Because this pavement in Gurgaon’s IFFCO Chowk starkly depicts the hard realities of a Delhi suburb that wants to be known as the Millennium City (and as the Futuristic City). Of course, no Gurgaon dweller can avoid her city’s bitter truth. Even the most privileged citizen living in the plushest towers (with helipads) must have experienced rainy-day traffic jams. But here you have the opportunity to mull over the deformities and disappointments of the city a tad aesthetically.
For this is a very special place. It inadvertently appears to be a sort of realist installation created by one of those controversy-hogging philosopher-artists whose every work silences the biennale artworlders into shock and awe.
The blue wall running along the sidewalk is painted with garish scenes of what appears to be a dream Gurgaon.

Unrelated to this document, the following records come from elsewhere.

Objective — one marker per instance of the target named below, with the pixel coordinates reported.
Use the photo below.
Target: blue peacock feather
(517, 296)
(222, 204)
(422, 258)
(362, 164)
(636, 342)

Business towers are shooting up into clear blue skies. The buildings are interlinked to each other with flowers, vines, kites and similar objects of a kitschy imagination. The panel has, however, tastefully deteriorated. The paint has peeled off in various places. Posters and pamphlets plastered haphazardly across these fantasy high-rises add to the dystopia-evoking mood. Furthermore, unclaimed rusting carts, ice-cream trolleys, broken tiles and other similar debris of modern civilization are slumped beside the wall, which intensify its pessimism.
This battered sidewalk faces the multi-lane Delhi-Jaipur highway. Despite the busy traffic, pedestrians are foolishly crossing the thoroughfare as if it is just another neighbourhood lane. Nobody is using the fancy foot over-bridge, equipped with escalators.
The facing side of the highway is more ambitious. It is lined with grey business towers, the real ones, protruding high up into the air. At least this evening’s sky is truly blue making the scene seems fairly idyllic. Soon enough, a pedestrian glued on his iPhone ruins the impression by crossing over to the pavement and casually peeing on the painted wall.
The only grace still holding forth is the food cart, Shiv Nashta Corner, stacked with bread pakoras.
Visit this unintended artwork in the evening when the place fills up with evening commuters and the man at the snack cart is deep frying his delicious pakoras.